Associate Professor & PhD

University of Copenhagen
Department of Veterinary and Animal Sciences
Grønnegårdsvej 7
1870 Frederiksberg C

E-mail: kkf@sund.ku.dk
Telefon: (+45) 2557 2261

Kristine Freude received her PhD in 2005 with magna cum laude from the Free University and Max Planck Institute for molecular Genetics in Berlin Germany. Afterwards she moved to the US and worked until 2011 as a postdoc at the University of California at Irvine in the Sue and Bill Gross Stem Cell Center, funded by the California Institute for Regenerative Medicine. Since 2012, she has been appointed at the Department of Veterinary and Animal Sciences (DVAS), Faculty of Health and Medical Sciences at University of Copenhagen and has been an Associate Professor at this institute since 2015.

Kristine Freude’s primary research interest is focused on the underlying molecular mechanisms of neurodegenerative diseases with emphasis on Alzheimer’s disease (AD) and frontotemporal dementia (FTD). Together with her students, she has created several patient-derived induced pluripotent stem cells (iPSC) of familial forms of AD and FTD with known mutations in AD and FTD genes as well as isogenic controls and knock in lines through the means of gene editing via CRISPR-Cas9. These disease models in the dish have generated the basis for further investigations of molecular phenotypes and mechanisms involved in neurodegeneration and have pointed to possible links via common biological pathways of different forms of neurodegeneration. She and her collages have recently published a disease model for FTD3 with mutations in CHMP2B, which recapitulate the patient pathology in the dish but in addition revealed several other novel phenotypes, such as mitochondria dysfunction, increased intracellular iron and oxidative stress, all of which could be rescued in the gene edited isogenic controls.

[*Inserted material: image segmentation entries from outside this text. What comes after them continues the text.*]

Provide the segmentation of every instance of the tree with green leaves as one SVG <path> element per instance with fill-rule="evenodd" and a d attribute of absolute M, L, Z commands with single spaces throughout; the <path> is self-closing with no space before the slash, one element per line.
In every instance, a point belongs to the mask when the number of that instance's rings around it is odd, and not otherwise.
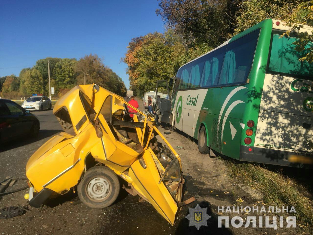
<path fill-rule="evenodd" d="M 27 70 L 24 77 L 24 86 L 27 94 L 44 93 L 45 90 L 44 78 L 39 70 L 35 68 Z"/>
<path fill-rule="evenodd" d="M 24 85 L 25 81 L 24 76 L 27 71 L 30 70 L 30 68 L 25 68 L 23 69 L 20 72 L 19 77 L 20 80 L 19 91 L 22 94 L 26 94 L 27 93 L 26 88 Z"/>
<path fill-rule="evenodd" d="M 282 19 L 292 13 L 302 0 L 246 0 L 240 2 L 233 15 L 234 36 L 266 19 Z"/>
<path fill-rule="evenodd" d="M 56 92 L 60 89 L 71 88 L 77 84 L 78 73 L 75 70 L 77 63 L 75 59 L 65 58 L 55 63 L 51 82 L 55 86 Z"/>
<path fill-rule="evenodd" d="M 126 93 L 126 87 L 121 79 L 105 65 L 96 54 L 81 58 L 76 64 L 75 70 L 79 74 L 77 78 L 79 84 L 84 84 L 85 73 L 86 84 L 96 83 L 118 95 Z"/>
<path fill-rule="evenodd" d="M 182 55 L 186 53 L 181 43 L 159 33 L 133 39 L 131 43 L 124 60 L 128 65 L 131 88 L 137 95 L 154 90 L 157 80 L 175 76 L 184 60 Z"/>
<path fill-rule="evenodd" d="M 45 59 L 38 60 L 33 68 L 37 70 L 41 74 L 43 78 L 43 93 L 49 94 L 49 80 L 48 77 L 48 60 L 50 66 L 50 77 L 54 77 L 53 70 L 56 64 L 62 60 L 60 58 L 53 58 L 48 57 Z"/>
<path fill-rule="evenodd" d="M 2 91 L 4 93 L 17 91 L 19 88 L 19 78 L 14 74 L 7 76 L 3 85 Z"/>
<path fill-rule="evenodd" d="M 235 28 L 230 16 L 237 9 L 232 0 L 159 0 L 156 13 L 182 39 L 186 52 L 199 44 L 213 48 L 226 40 Z"/>
<path fill-rule="evenodd" d="M 286 24 L 291 29 L 282 35 L 289 36 L 290 32 L 295 29 L 300 29 L 303 28 L 303 25 L 313 27 L 313 0 L 303 2 L 298 5 L 292 12 L 285 16 L 284 20 Z M 299 59 L 300 61 L 307 60 L 309 63 L 313 62 L 313 30 L 311 35 L 307 32 L 302 32 L 297 35 L 299 40 L 293 43 L 296 45 L 295 50 L 297 51 L 306 50 L 305 55 Z"/>

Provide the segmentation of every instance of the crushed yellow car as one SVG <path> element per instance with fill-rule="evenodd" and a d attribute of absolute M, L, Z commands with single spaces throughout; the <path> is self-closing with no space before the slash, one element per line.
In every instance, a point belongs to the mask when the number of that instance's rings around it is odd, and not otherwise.
<path fill-rule="evenodd" d="M 130 107 L 137 112 L 133 118 Z M 73 88 L 58 101 L 53 114 L 64 132 L 27 163 L 30 205 L 40 206 L 77 187 L 84 203 L 106 207 L 119 194 L 119 176 L 128 183 L 128 192 L 174 224 L 184 182 L 181 160 L 153 118 L 95 84 Z"/>

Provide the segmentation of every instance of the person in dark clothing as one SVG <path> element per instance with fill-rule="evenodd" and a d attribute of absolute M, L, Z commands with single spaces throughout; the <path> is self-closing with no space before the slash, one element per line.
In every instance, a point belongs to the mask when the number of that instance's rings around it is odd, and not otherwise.
<path fill-rule="evenodd" d="M 148 97 L 148 109 L 149 112 L 152 113 L 152 100 L 151 96 Z"/>

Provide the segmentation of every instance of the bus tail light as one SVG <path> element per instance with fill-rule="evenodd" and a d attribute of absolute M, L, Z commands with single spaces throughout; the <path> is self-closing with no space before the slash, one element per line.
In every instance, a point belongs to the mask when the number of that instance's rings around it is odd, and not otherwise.
<path fill-rule="evenodd" d="M 246 131 L 246 134 L 248 136 L 251 136 L 253 133 L 253 131 L 250 129 L 248 129 Z"/>
<path fill-rule="evenodd" d="M 252 120 L 248 121 L 248 122 L 247 123 L 247 125 L 249 127 L 253 127 L 254 126 L 254 122 Z"/>
<path fill-rule="evenodd" d="M 252 140 L 250 137 L 247 137 L 244 138 L 244 143 L 246 144 L 250 144 L 252 142 Z"/>

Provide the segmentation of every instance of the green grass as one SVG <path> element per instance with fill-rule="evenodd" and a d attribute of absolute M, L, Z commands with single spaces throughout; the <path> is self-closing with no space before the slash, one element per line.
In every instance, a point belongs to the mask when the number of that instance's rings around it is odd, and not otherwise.
<path fill-rule="evenodd" d="M 285 178 L 280 172 L 269 170 L 265 167 L 252 164 L 238 164 L 231 160 L 224 161 L 232 177 L 262 192 L 265 203 L 281 208 L 294 206 L 297 222 L 313 226 L 313 208 L 310 201 L 295 187 L 295 183 Z"/>

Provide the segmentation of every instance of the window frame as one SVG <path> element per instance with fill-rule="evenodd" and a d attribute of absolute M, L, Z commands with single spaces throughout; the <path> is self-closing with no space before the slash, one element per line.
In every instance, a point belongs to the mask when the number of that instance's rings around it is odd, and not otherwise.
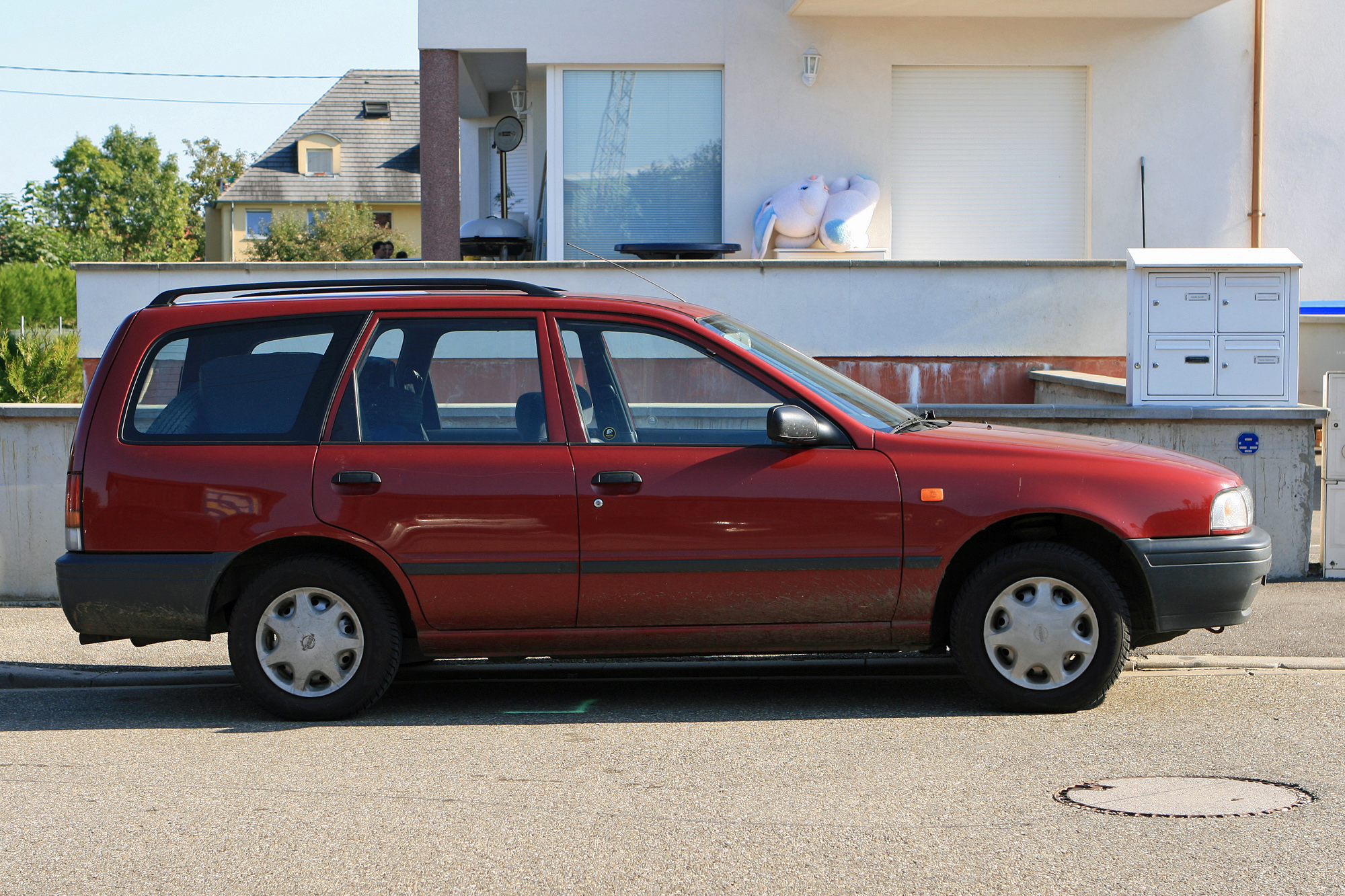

Currently, she is specifically intrigued by findings of increased intracellular iron in FTD3 patients, which is present in several neurodegenerative diseases but is also part of normal ageing. Since intracellular iron accumulation has been strongly linked to sporadic forms of AD the alleviation of such intracellular iron burden via targeting of specific iron transporters and exporters could provide a novel angle for treatment of neurodegeneration.

Kristine Freude has previously been awarded a 3 year Postdoctoral Fellowship from the Stem Cell Training Program of the California Institute for Regenerative Medicine (CIRM) in 2006 and a 2 year Postdoctoral Fellowship from the Hjelth foundation (LUDC, Sweden) in 2012. She has authored 30 peer-reviewed international articles.